Monday, August 24, 2015

The Kingdom of Ohio

Back to my 2015 Challenge reads.  I was totally sucked into this one by the cover.  But, I've been chugging away at it for the last few weeks, getting distracted by other books and then coming back to it.  That's usually a bad sign, indicating that my attention is not being held.  Which I think is a fair statement.  The narrator is not a natural storyteller, lost in the past as he is, and distances the reader from the action of the book.  


One of this book's biggest problems (related to the above) is that it spends far too much time telling us how crazy and incomprehensible and indecipherable the past events that the book is based on are.  So, when you find out what actually happened, you're left feeling a little underwhelmed.  I mean, the events are improbable, but considering I just read a book with not just time travel, but Egyptian cults, Gypsy doctors, insane clowns, and Samuel Taylor Coleridge being a bad ass, they're really not that out there.

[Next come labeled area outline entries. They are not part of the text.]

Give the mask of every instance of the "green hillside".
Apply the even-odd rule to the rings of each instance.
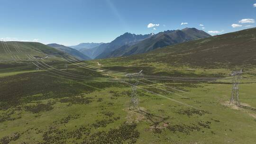
[[[255,45],[254,28],[168,46],[146,54],[121,57],[119,61],[139,60],[144,63],[211,68],[255,65]]]
[[[111,52],[106,57],[125,56],[149,52],[167,45],[210,37],[211,36],[195,28],[168,30],[160,32],[132,46],[124,45]]]
[[[29,54],[29,55],[27,55]],[[60,57],[68,54],[55,48],[36,42],[0,41],[0,60],[26,60],[34,56],[45,57],[47,60],[61,61]]]

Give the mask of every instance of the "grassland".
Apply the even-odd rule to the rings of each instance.
[[[146,63],[139,60],[127,61],[125,65],[124,62],[112,60],[84,63],[119,72],[143,69],[146,74],[173,76],[228,77],[232,70]],[[67,63],[46,63],[75,74],[114,77],[71,63],[66,70],[64,65]],[[138,89],[142,111],[134,111],[129,107],[131,88],[125,83],[76,79],[53,69],[35,72],[35,66],[29,63],[5,63],[1,66],[4,68],[0,70],[1,144],[254,144],[255,141],[256,92],[253,90],[256,83],[253,73],[243,76],[240,85],[243,107],[240,108],[228,104],[232,86],[230,80],[214,82],[154,81],[186,92],[143,81],[150,86],[140,84],[140,87],[165,97]]]
[[[0,62],[0,144],[255,144],[256,73],[247,72],[256,71],[256,29],[82,64],[32,60],[40,70],[28,60]],[[134,110],[128,83],[136,81],[93,67],[219,78],[140,79]],[[229,74],[241,68],[238,107],[229,103]]]

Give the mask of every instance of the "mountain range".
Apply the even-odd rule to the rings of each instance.
[[[77,50],[80,50],[81,49],[89,49],[96,46],[98,46],[103,43],[81,43],[78,45],[73,46],[68,46],[68,47],[71,47]]]
[[[96,58],[128,56],[145,53],[156,48],[171,45],[187,41],[211,36],[202,30],[195,28],[186,28],[182,30],[167,30],[152,36],[133,45],[123,45],[119,48]]]
[[[256,65],[256,28],[169,45],[149,53],[123,57],[119,62],[136,60],[194,67],[254,67]]]
[[[155,35],[126,33],[110,43],[98,43],[98,45],[94,47],[82,48],[79,51],[93,59],[112,58],[146,53],[165,46],[210,36],[211,36],[195,28],[167,30]]]
[[[47,45],[65,52],[81,61],[90,60],[91,59],[74,49],[57,44],[50,44]]]

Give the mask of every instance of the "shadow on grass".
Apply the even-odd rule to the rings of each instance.
[[[239,107],[240,107],[241,108],[243,108],[248,109],[250,109],[250,110],[252,110],[256,111],[256,108],[252,108],[252,107],[250,107],[240,105],[240,106],[239,106]]]

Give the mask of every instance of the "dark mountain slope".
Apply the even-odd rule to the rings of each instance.
[[[77,58],[79,60],[90,60],[91,59],[79,51],[72,48],[57,44],[48,44],[47,45],[55,48],[58,50],[66,53],[69,55]]]
[[[125,49],[122,48],[121,50],[117,49],[106,57],[114,57],[145,53],[167,45],[210,36],[210,35],[204,31],[195,28],[186,28],[181,30],[168,30],[159,33],[129,47]]]
[[[256,65],[256,28],[216,36],[119,58],[213,68]]]

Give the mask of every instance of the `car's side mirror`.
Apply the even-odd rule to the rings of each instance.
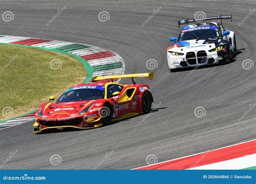
[[[118,96],[119,94],[120,94],[120,92],[116,91],[116,92],[113,93],[112,95],[113,95],[113,97],[117,97]]]
[[[177,40],[177,38],[176,37],[170,37],[169,38],[169,40],[170,41],[176,42]]]
[[[49,97],[49,102],[54,101],[54,96],[51,96]]]
[[[223,31],[223,36],[227,36],[230,34],[230,31]]]

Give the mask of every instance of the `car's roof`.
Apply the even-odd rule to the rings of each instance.
[[[183,30],[186,30],[190,28],[194,28],[194,27],[204,27],[204,26],[218,26],[218,23],[216,22],[211,22],[211,23],[198,23],[198,24],[190,24],[185,25],[182,29]],[[209,28],[210,29],[210,28]],[[218,27],[217,27],[218,29]]]
[[[106,82],[92,82],[92,83],[82,83],[78,84],[75,86],[73,86],[71,87],[70,88],[74,88],[78,86],[104,86],[106,84]]]

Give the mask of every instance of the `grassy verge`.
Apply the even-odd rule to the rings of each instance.
[[[0,45],[0,121],[36,109],[85,78],[82,64],[71,56]]]

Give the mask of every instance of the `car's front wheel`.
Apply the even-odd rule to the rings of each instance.
[[[142,107],[143,114],[148,114],[151,110],[152,100],[149,92],[146,91],[142,95]]]
[[[111,107],[109,104],[105,104],[99,111],[99,116],[102,117],[102,123],[104,125],[107,125],[111,123],[112,117]]]

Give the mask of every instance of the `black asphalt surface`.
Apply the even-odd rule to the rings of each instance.
[[[114,51],[124,59],[125,73],[155,72],[154,80],[137,81],[149,84],[153,107],[158,108],[149,115],[85,131],[35,135],[32,122],[0,130],[2,168],[132,169],[147,165],[151,154],[160,162],[255,139],[256,109],[246,111],[256,103],[256,66],[245,69],[242,62],[256,62],[256,12],[238,25],[254,8],[254,0],[1,1],[1,13],[11,11],[14,19],[0,19],[0,34]],[[98,17],[103,11],[110,15],[104,22]],[[178,35],[179,20],[193,18],[199,11],[206,16],[233,15],[233,22],[224,20],[223,25],[235,32],[238,55],[229,64],[170,73],[169,38]],[[147,68],[150,59],[157,62],[153,70]],[[203,117],[194,114],[199,107],[205,109]],[[57,165],[50,162],[55,154],[61,157]]]

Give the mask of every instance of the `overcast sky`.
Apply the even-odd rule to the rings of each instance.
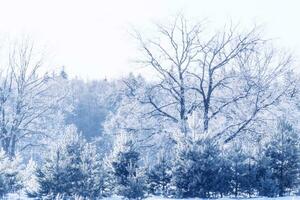
[[[46,44],[53,66],[72,76],[116,78],[134,71],[131,27],[184,13],[188,18],[243,26],[264,24],[267,37],[300,55],[299,0],[0,0],[0,31]]]

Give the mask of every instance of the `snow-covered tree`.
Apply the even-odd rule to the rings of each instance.
[[[173,169],[177,195],[209,198],[217,193],[219,163],[219,146],[210,139],[184,144],[178,152]]]
[[[22,188],[20,171],[21,157],[10,158],[4,150],[0,150],[0,196],[9,192],[17,192]]]
[[[300,173],[299,133],[289,122],[279,120],[262,159],[265,170],[260,174],[261,193],[283,196],[297,187]]]
[[[121,134],[111,155],[112,178],[117,194],[128,199],[144,196],[144,170],[140,166],[140,153],[135,149],[134,140]]]
[[[163,154],[153,167],[146,173],[148,192],[154,195],[168,196],[172,179],[171,162]]]
[[[30,195],[99,197],[103,180],[96,148],[85,142],[75,128],[68,127],[65,131],[64,137],[57,141],[43,165],[38,167],[39,189]]]

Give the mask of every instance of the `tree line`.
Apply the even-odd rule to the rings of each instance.
[[[258,28],[178,16],[135,32],[155,77],[70,79],[28,40],[2,56],[0,193],[38,199],[295,195],[293,56]]]

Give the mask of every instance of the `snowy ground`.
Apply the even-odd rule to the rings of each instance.
[[[9,194],[6,199],[7,200],[30,200],[29,198],[19,195],[19,194]],[[109,197],[109,198],[104,198],[103,200],[123,200],[123,199],[122,199],[122,197]],[[172,198],[167,199],[167,198],[162,198],[162,197],[148,197],[148,198],[146,198],[146,200],[179,200],[179,199],[172,199]],[[181,199],[181,200],[200,200],[200,198],[190,198],[190,199]],[[219,200],[237,200],[237,199],[222,198]],[[263,198],[251,198],[251,200],[300,200],[300,196],[278,197],[278,198],[263,197]]]

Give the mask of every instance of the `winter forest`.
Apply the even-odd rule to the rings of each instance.
[[[0,44],[1,198],[300,195],[299,58],[257,26],[152,25],[132,31],[151,76],[84,80]]]

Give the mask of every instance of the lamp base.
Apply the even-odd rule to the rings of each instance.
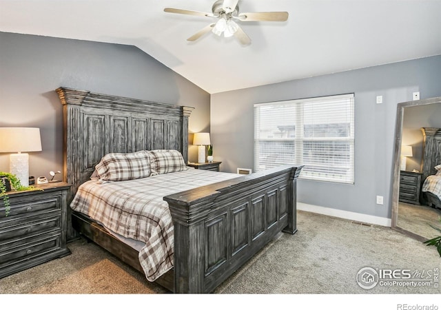
[[[400,160],[400,170],[406,171],[406,160],[407,158],[406,156],[401,156]]]
[[[199,145],[198,147],[198,163],[205,162],[205,145]]]
[[[23,186],[29,186],[29,155],[27,153],[11,154],[9,171],[15,174]]]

The other problem is that the relationship that develops between Peter and Cheri-Anne is hard to believe.  They know each other for about a week, and have so little in common, and yet he pines for her the rest of his lifer?  It can happen, but the book doesn't really sell it.  And, this book is badly titled. There IS a Kingdom of Ohio, but it's not center stage.  Not much of it takes place in the Kingdom.  It puts you on the wrong footing right away.  Similar to how the stuff from the Roanoke Colony is introduced so late in the book, it's a distraction.

But I'm not being fair.  There are wonderful moments: meditations on memory and the relationship between past and future.  Detailed looks into how traveling through time can affect a person's psyche.  Interesting takes on early America and its technologies.  I want to say that this is a realistic look at time travel/world hopping, but that's ridiculous, isn't it?  A realistic look at unreal things, lol.  But if those things were possible, I bet this is how people would react.  Not instantly figuring out the circumstances and making brilliant and death defying moves, like characters in a blockbuster.  They probably would be hurt and confused and longing to get back to where they belong.

What really interests me, though, is that the author said he was influenced by Mark Helprin's Winter's Tale, a book that is also on my list to read this year.  I'm wondering how this one will compare!    

Final call:



The good stuff averages out the bad stuff, so let's just leave it at three stars.